The dot-com boom, a period marked by revolutionary growth and innovation, could have been strangled in its cradle had closed-source software interests prevailed. The speed and agility that characterized the boom would’ve been shackled, replaced by a sluggish march through red tape and bureaucracy. Certainly, the web comes with its share of perils; it’s a platform that can be used for misinformation, data theft, and other nefarious activities. However, it’s undeniable that these dangers are vastly outweighed by the liberation of information it affords.

Transplanting the model of closed-source software onto the burgeoning field of machine learning would pose significant risks not just to small businesses, but indeed to all businesses that do not stand among the industry titans. OpenAI CEO Sam Altman recently appeared before a Senate panel, voicing his belief that the current surge in AI development represents a transformative “printing press moment” necessitating comprehensive safeguards. He argued that increasingly powerful AI models present notable risks that warrant governmental regulatory intervention. Specifically, Altman urged Congress to establish licensing and safety standards for advanced AI models exceeding a certain capability threshold. He is also calling for independent audits of AI companies like his own OpenAI, amplifying the cost for small businesses that may not have the resources to afford such an audit.

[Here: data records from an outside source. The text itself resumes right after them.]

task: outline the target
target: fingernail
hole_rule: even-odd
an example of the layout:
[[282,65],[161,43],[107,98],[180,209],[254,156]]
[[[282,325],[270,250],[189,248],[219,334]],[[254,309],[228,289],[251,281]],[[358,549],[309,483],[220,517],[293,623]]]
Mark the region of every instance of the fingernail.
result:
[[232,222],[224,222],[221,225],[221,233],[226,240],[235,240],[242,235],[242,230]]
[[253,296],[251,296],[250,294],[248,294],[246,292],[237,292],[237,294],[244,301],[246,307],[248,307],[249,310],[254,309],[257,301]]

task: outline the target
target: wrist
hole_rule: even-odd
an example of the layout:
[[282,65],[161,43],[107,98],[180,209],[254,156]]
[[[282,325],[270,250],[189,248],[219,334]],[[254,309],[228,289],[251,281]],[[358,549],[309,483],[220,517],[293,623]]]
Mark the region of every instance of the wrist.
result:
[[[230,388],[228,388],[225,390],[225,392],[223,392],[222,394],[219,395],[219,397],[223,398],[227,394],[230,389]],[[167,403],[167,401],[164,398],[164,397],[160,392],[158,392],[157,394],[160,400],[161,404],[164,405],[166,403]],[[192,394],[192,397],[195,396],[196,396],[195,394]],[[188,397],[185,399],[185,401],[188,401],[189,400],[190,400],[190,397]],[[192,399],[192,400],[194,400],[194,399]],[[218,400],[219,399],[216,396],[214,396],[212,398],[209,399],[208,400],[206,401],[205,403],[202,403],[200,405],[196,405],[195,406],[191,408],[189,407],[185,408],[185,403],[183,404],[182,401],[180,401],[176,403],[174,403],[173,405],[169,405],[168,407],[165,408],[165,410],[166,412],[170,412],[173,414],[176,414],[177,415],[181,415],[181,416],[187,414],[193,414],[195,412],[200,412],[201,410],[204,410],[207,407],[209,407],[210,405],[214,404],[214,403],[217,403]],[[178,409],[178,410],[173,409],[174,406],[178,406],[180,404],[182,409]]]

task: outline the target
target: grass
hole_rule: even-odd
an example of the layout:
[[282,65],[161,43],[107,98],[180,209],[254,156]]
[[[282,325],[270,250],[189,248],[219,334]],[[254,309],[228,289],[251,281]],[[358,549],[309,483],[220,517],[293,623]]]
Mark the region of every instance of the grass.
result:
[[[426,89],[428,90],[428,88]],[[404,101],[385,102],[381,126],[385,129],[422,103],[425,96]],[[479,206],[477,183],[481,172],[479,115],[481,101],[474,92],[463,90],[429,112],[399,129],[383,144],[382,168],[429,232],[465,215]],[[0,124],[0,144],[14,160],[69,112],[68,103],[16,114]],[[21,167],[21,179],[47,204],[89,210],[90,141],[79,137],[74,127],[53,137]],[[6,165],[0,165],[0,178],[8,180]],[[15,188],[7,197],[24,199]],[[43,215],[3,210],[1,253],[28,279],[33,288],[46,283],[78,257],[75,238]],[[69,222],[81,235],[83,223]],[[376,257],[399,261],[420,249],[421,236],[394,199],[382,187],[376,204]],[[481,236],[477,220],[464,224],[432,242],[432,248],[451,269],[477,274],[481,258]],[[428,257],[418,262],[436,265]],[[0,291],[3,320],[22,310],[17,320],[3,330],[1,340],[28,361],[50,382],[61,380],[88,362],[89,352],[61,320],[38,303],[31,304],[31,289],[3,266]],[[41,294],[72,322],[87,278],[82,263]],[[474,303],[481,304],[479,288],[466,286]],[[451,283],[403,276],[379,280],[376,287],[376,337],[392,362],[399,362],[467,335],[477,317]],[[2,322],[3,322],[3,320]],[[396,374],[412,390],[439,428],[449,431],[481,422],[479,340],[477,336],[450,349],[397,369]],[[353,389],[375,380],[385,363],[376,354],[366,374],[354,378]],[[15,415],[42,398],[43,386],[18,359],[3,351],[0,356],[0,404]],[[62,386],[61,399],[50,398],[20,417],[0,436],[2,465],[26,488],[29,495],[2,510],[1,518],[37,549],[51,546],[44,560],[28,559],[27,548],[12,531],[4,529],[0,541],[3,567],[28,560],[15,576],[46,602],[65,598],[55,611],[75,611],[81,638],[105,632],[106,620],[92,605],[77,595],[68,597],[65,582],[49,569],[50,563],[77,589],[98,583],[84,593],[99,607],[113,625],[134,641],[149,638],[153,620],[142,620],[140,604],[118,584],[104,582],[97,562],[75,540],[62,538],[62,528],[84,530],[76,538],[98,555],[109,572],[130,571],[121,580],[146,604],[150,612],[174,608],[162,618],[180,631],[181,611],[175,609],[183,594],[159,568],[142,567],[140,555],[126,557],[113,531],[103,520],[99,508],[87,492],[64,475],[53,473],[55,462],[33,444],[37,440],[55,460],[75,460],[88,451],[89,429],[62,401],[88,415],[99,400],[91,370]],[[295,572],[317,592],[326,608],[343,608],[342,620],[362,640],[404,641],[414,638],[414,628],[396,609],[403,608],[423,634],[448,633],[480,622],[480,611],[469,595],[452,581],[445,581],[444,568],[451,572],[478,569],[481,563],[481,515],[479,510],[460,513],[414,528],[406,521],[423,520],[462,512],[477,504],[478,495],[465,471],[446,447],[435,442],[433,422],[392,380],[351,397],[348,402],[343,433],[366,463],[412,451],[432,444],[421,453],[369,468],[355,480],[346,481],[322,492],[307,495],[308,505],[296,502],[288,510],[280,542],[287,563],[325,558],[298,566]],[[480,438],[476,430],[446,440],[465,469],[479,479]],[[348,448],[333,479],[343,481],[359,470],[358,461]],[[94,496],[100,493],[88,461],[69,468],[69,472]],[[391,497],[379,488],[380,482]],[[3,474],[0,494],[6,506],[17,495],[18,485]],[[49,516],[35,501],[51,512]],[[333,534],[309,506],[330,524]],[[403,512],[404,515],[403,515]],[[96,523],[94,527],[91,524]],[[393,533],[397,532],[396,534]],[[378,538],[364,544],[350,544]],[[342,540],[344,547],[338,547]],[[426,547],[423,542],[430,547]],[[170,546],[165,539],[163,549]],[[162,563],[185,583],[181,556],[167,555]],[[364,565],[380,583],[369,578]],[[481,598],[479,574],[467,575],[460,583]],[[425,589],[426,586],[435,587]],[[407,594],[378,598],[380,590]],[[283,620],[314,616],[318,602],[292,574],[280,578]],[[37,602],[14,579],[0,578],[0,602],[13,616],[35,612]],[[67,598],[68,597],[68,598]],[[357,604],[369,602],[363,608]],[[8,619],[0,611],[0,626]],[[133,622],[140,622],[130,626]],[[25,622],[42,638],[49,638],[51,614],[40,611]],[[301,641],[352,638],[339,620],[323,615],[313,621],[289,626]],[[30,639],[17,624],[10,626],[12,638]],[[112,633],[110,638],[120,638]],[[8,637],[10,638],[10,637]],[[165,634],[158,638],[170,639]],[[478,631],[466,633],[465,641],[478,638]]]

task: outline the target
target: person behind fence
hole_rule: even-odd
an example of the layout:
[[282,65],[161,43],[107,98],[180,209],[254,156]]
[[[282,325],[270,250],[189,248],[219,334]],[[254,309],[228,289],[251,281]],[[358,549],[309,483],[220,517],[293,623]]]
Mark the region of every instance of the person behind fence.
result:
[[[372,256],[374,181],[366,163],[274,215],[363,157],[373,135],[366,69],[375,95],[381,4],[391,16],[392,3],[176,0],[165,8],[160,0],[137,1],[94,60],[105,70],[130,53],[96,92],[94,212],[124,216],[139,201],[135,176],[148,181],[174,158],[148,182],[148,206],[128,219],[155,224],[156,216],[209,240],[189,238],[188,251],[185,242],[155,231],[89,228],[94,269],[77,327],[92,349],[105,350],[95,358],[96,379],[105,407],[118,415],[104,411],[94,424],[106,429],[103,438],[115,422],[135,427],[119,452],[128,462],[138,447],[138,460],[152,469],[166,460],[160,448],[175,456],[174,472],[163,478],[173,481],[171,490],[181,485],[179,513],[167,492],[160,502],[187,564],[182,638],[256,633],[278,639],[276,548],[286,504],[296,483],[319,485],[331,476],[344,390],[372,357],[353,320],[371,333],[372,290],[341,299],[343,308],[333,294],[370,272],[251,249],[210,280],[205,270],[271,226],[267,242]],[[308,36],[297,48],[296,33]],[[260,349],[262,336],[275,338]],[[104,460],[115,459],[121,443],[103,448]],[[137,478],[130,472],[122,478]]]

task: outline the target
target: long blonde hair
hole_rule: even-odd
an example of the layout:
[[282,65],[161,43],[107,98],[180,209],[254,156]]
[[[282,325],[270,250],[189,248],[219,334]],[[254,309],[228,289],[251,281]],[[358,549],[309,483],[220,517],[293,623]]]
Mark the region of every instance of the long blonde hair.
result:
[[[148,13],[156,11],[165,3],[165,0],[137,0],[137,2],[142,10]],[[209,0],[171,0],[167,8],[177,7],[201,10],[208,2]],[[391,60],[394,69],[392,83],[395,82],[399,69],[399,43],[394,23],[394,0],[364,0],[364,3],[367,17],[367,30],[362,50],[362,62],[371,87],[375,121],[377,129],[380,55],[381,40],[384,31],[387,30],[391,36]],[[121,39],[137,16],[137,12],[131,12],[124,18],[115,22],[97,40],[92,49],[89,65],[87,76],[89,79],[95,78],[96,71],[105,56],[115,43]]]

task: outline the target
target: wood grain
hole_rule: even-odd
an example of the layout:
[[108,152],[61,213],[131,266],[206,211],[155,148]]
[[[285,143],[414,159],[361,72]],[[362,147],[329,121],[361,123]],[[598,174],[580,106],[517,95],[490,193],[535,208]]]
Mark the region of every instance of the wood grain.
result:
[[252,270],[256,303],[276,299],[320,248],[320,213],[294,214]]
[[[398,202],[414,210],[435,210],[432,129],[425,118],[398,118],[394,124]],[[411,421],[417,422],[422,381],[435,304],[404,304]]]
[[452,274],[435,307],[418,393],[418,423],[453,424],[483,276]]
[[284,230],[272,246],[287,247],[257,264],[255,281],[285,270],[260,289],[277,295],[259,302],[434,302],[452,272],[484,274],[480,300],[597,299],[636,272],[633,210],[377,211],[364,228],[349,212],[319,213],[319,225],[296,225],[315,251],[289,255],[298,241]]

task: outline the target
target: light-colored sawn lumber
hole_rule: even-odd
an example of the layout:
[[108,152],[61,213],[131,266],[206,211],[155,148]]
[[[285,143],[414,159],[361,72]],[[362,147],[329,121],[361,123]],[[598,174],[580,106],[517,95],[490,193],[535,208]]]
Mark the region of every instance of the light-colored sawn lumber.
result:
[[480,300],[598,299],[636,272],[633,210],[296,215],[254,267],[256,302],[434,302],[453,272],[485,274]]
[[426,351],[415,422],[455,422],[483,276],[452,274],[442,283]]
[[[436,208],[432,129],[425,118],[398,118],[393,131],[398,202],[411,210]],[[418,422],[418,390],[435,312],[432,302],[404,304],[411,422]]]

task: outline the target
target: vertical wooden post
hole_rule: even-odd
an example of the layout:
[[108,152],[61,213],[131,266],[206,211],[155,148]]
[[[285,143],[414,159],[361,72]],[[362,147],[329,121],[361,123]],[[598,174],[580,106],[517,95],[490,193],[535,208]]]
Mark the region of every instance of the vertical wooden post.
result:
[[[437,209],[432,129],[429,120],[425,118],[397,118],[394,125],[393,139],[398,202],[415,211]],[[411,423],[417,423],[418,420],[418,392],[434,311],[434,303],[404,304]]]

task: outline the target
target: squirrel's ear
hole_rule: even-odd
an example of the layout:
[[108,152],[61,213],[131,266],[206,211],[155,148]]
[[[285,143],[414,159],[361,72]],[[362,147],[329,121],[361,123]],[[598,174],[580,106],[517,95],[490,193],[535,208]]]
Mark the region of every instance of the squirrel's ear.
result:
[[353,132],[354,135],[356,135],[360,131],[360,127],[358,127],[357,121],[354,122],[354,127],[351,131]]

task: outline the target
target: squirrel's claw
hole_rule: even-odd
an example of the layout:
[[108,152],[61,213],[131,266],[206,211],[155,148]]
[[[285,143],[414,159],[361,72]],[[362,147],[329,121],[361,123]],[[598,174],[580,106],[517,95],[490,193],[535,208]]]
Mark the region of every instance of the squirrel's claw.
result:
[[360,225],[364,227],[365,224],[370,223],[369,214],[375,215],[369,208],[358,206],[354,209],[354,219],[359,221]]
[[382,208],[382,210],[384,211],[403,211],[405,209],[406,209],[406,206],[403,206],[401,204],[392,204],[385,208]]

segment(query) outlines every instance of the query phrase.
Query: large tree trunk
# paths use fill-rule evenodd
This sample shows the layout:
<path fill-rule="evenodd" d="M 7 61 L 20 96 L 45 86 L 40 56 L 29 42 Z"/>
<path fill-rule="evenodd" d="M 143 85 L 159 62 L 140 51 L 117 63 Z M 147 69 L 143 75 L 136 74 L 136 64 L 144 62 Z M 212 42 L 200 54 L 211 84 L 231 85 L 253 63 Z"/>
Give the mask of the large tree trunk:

Effectively, Altman is advocating for Congress to enact regulations ensuring that the development and release of AI models above a presently vague threshold of capabilities are only done by licensed companies. This would create a barrier to entry for small businesses and startups, as they may not have the resources to meet the licensing and testing requirements set forth by the government.

Sam Altman, as well as the other business leaders on Capitol Hill who are urging a “slowdown” in model development so that regulations can be put in place, are acting out of their own self-interest. The enactment of Altman’s request to Congress would lead to a concentration of power and wealth among a few giants, while stifling the lifeblood of grassroots innovation – the very innovation that enables the American Dream, underscoring the belief that any individual can make a significant impact through their creative contributions and entrepreneurial spirit.

In response to the testimonies before the Senate panel, it is crucial to note that while the concerns raised by Altman have their merits, they do not provide a clear-cut rationale for infringing on the rights of small businesses to develop AI technologies openly. Indeed, interference in elections or other forms of manipulation and misuse are valid concerns. However, the proposed restrictions appear to address the symptoms rather than the root cause: the individuals who intend to use AI for nefarious purposes.

Any AI model, regardless of built-in safeguards, can be manipulated or “jailbroken” by a determined individual with the right skills. For example, even the highly sophisticated GPT-4 model developed under Altman’s own leadership at OpenAI can be coaxed into describing how to hotwire a car. Would this potential for misuse justify governmental intervention to halt OpenAI’s development efforts?

Overarching restrictions on AI development could inadvertently stifle innovation and the natural evolution of technology, particularly affecting smaller businesses that are not yet industry titans but are critical contributors to our innovative ecosystem. The industry should instead prioritize responsible use and development of AI while taking action against those who misuse these powerful tools.

It is difficult to argue against vaguely defined ideas, but it is clear that imposing a closed-source model on artificial intelligence could disrupt our collective march for progress, particularly affecting smaller businesses. While calls for regulation and oversight, such as those advocated by Sam Altman, are not without merit, they risk stifling innovation and concentrating power among a select few. It is crucial that we address the potential misuse of AI at its root – the malicious individuals – rather than impede the natural flow of progress. Let us continue to foster a culture of responsible use, strike a careful balance between regulation and innovation, and keep the American Dream alive and well for the generation of Americans born into the AI era.